Avec In Amenas, l'Algérie a eu son 11-Septembre
Certains l'ont écrit: In Amenas est le 11-Septembre de l'Algérie. D'où l'idée de savoir ce qu'est véritablement un 11-Septembre.
Le 11-Septembre est un méga-attentat qui implique des terroristes de haut niveau, un but spectaculaire, énormément d’effets médias, quelques jours de tension, des rumeurs, des vidéos amateurs, deux mille analyses par heure, de l’angoisse collective et de la mobilisation militaire.
Mais le 11-Septembre ne se passe pas seulement un 11 septembre, selon le manuel: il dure des années après.
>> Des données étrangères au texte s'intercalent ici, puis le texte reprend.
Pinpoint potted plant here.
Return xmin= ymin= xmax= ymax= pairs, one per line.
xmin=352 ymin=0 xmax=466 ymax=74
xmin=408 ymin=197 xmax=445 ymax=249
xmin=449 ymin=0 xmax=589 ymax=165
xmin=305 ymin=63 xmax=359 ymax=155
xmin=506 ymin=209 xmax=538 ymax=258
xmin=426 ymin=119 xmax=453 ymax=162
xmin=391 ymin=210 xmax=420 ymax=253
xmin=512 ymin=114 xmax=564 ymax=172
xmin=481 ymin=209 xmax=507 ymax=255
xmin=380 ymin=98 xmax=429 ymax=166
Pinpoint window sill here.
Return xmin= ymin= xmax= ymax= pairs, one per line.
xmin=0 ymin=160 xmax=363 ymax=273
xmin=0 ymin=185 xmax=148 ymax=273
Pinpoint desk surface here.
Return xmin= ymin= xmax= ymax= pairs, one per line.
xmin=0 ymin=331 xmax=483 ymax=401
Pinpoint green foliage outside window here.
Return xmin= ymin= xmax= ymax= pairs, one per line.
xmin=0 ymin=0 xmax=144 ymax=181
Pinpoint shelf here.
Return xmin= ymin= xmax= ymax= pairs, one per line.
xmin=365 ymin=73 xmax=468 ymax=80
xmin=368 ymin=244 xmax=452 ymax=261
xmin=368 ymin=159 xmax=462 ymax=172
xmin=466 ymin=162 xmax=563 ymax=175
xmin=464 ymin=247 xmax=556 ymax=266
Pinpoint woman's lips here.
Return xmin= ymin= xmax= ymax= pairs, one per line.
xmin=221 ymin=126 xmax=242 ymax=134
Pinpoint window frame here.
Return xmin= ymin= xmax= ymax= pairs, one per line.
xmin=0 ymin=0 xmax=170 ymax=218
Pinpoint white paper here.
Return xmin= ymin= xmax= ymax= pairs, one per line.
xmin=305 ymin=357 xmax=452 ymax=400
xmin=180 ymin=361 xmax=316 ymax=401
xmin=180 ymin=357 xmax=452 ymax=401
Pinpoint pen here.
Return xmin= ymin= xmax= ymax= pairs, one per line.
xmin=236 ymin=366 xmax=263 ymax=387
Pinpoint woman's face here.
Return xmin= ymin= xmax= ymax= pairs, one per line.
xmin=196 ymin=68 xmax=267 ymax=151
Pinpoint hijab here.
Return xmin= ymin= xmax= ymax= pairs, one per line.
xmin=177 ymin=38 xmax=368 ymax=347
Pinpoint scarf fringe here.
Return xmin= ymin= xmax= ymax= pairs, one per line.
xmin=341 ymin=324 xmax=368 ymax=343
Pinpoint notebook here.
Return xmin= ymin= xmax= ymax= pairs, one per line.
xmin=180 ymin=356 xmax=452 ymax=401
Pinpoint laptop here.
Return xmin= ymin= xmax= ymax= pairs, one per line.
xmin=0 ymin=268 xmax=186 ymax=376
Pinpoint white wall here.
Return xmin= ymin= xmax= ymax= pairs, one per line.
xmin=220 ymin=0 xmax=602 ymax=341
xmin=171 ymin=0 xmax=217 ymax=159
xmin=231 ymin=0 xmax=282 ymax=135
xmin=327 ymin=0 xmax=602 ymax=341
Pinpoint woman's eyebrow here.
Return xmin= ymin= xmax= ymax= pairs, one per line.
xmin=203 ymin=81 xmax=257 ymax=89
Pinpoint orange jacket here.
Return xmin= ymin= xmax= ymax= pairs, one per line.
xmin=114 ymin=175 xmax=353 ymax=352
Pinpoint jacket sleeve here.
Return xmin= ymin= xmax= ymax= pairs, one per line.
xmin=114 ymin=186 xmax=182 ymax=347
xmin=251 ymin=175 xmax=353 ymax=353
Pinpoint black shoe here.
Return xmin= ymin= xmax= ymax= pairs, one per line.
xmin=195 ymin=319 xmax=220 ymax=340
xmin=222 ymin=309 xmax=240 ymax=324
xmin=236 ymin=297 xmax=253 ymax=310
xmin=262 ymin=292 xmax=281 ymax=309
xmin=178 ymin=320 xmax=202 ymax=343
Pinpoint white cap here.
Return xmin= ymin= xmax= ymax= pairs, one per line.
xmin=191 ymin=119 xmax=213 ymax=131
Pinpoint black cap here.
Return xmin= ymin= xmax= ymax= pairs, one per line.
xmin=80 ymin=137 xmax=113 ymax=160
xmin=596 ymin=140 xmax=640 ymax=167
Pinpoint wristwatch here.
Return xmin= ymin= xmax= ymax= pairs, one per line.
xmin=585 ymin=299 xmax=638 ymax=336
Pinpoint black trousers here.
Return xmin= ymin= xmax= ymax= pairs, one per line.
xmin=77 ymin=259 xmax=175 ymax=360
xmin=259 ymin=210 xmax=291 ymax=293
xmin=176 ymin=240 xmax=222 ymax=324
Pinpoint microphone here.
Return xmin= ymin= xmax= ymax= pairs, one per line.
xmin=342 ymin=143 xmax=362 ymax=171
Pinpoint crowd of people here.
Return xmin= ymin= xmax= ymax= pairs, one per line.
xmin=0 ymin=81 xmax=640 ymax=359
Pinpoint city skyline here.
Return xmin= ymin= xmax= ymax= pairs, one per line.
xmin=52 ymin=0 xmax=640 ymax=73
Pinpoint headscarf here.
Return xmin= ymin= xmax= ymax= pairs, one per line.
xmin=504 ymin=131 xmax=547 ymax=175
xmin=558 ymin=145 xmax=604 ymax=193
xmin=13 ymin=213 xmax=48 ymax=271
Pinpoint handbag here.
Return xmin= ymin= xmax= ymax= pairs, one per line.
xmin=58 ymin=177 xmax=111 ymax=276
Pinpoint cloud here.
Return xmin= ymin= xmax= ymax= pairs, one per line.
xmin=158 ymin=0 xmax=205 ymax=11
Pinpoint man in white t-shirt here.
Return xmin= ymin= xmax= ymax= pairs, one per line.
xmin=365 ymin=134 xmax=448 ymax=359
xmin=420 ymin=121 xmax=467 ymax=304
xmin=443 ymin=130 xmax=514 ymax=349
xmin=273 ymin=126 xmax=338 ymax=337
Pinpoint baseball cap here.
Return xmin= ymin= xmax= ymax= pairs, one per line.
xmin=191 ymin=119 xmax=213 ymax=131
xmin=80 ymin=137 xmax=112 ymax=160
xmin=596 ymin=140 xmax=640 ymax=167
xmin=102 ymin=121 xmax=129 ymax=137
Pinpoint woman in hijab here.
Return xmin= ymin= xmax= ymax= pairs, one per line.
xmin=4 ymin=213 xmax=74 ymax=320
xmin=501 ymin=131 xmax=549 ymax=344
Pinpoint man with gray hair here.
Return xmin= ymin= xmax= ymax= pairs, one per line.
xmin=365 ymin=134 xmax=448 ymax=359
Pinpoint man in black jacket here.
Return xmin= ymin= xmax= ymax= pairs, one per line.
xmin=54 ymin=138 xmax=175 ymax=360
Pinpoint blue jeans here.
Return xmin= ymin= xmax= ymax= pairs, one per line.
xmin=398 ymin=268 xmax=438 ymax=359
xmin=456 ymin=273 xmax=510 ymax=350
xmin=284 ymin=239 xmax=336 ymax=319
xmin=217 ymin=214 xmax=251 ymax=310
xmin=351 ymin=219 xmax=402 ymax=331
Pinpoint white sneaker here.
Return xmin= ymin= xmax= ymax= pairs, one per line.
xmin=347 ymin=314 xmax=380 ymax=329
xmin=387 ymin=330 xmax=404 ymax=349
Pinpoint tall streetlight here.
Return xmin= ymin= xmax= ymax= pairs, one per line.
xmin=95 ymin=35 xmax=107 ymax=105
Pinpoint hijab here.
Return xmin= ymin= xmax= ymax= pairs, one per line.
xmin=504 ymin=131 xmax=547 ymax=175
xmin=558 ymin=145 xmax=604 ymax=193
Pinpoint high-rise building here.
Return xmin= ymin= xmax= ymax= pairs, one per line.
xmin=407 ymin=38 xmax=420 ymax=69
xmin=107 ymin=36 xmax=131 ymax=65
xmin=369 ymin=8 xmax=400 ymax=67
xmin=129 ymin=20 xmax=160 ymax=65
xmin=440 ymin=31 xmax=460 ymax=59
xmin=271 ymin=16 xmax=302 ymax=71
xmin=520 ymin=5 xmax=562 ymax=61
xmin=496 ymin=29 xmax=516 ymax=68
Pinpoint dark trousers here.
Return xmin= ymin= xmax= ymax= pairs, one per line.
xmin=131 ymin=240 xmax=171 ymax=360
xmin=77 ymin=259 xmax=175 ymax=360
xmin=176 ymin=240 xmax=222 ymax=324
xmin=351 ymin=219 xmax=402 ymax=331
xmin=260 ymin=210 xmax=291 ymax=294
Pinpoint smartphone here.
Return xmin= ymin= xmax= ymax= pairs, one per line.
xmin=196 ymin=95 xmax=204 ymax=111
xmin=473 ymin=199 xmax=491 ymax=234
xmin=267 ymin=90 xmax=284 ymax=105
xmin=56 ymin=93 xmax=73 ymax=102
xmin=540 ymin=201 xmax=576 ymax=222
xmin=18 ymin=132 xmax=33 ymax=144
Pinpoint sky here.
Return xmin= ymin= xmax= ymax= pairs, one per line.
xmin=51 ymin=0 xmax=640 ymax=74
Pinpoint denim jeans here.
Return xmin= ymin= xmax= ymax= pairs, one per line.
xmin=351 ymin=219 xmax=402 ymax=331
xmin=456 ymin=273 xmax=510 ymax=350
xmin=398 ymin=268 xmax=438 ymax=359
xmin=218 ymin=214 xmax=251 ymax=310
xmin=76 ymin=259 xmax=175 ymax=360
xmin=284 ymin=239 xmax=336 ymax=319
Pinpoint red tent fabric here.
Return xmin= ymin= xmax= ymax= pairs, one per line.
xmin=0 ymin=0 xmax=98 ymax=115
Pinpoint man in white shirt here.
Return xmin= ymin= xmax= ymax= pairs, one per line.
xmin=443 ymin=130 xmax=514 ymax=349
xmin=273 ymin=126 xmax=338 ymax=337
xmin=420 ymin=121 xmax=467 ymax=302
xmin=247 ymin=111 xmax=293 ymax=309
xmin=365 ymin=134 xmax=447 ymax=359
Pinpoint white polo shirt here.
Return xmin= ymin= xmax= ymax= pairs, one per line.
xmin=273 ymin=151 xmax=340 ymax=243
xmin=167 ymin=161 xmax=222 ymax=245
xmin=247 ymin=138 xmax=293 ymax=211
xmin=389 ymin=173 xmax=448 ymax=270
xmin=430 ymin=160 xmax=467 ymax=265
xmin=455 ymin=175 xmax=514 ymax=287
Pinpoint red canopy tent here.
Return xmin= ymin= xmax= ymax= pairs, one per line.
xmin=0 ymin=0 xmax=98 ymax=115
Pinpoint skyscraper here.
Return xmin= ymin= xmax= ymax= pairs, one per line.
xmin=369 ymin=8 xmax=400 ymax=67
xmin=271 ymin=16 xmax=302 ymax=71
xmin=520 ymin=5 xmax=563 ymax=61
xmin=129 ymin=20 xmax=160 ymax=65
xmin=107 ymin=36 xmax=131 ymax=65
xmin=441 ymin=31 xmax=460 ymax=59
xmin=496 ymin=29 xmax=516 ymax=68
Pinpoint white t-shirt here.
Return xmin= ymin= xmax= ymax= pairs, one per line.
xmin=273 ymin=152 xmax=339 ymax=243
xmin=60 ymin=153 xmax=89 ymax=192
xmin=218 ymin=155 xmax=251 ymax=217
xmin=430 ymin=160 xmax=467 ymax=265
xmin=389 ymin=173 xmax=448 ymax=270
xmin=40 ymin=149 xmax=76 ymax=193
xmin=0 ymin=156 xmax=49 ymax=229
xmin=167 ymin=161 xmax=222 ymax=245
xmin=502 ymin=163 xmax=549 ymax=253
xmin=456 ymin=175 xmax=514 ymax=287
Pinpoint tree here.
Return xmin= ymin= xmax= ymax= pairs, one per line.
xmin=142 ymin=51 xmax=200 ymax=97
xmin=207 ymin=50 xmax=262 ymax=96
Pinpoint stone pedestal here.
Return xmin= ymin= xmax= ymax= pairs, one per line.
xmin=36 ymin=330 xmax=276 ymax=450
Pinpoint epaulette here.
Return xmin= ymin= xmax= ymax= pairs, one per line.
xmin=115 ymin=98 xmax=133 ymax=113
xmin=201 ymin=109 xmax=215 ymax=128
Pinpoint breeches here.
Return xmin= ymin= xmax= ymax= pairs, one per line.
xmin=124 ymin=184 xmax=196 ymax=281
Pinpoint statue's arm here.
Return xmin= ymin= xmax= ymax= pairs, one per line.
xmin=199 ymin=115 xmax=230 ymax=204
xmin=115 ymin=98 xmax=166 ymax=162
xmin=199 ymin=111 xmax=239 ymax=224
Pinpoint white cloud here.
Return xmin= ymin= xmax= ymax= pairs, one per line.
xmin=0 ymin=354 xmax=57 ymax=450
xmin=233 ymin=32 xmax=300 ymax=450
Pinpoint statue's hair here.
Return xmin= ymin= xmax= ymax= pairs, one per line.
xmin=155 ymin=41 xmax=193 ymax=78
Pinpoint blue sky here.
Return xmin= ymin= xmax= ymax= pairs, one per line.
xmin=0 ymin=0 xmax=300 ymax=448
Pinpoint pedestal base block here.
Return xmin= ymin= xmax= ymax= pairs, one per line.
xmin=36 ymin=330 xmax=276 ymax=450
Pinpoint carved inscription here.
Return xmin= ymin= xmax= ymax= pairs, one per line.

Il permet d’envahir un autre pays qui n’a rien fait, ou de se faire réélire ou de justifier un retour au tout sécuritaire.
Un 11-Septembre permet de souder un peuple au sol et aux siens, de se faire passer pour le héros quand on est idiot ou de gagner un autre mandat présidentiel. Il permet aussi de gonfler les budgets de dépenses de l’armée, demettre en veille la démocratie ou les réformes au profit de la stabilité et de la sécurité, alias le régime et ses polices et méthodes policières.
L’opium du peuple
Un bon 11-Septembre, bien filmé, bien remasterisé, revendu en produits dérivés et autres miniatures, permet d’éviter aussi les pressions internationales ou populaires et de faire croire au peuple que «sans moi, c’est le chaos». Bush l’a dit, les autres aussi, les nôtres de même.
Et chez nous? Le 11-Septembre d’In Amenas va même, peut-être, permettre de se passer d’élections, de passations ou de transition. Plus de printemps arabe. Pas de démocratisation à pas forcé. Pas de civils dans les grandes affaires du pays.
Sauf que comme cela s’est passé aux Etats-Unis, par exemple, un 11-Septembre rend aveugle sur le présent et le futur tout en évitant de regarder vers le passé: c’est-à-dire se poser la question de comment est-ce arrivé?
Un 11-Septembre rend aussi bête (le ministre de la Communication, pour éviter des In Amenas dans le futur a déclaré sur la chaîne III algérienne: «Je lance un appel pour diversifier nos exportations et réduire notre dépendance par rapport aux hydrocarbures», avant de refermer cette parenthèse), grossier, violent avec le reste du monde et avec les siens qui ne pensent pas comme vous.
La source de tous les délires
Il pousse au ridicule et à la paranoïa. Au faux héroïsme et à tuer la liberté. Il fait délirer. Donne de la fièvre et fait élever des chants trop unanimes. Il faut donc faire attention: de grandes nations sont devenues petites parce que leur 11-Septembre ne leur a pas servi être mieux, mais à imaginer le pire.
Et le «11 Amenas»? Certains y voient déjà un 1er novembre conclu (1er novembre 1954, laToussaint rouge, début de l’insurrection algérienne), pour les otages, par un 05 Juillet (procalmation de l’indépendance). Certains disent que c’est un 19 Juin 65 (coup d’Etat de Houari Boumedienne, où Ben Bella est renversé). D’autres non.
A la fin? Le 11-Septembre peut servir à tout: faire des tee-shirts ou rajeunir une dictature. Il faut faire attention. Déjà qu’il a fait de nous le centre du monde, à la télévision algérienne, on parle déjà de l’Algérie (cible d’un complot mondial et d’une haine viscérale du reste de l’humanité) comme le nombril de la création.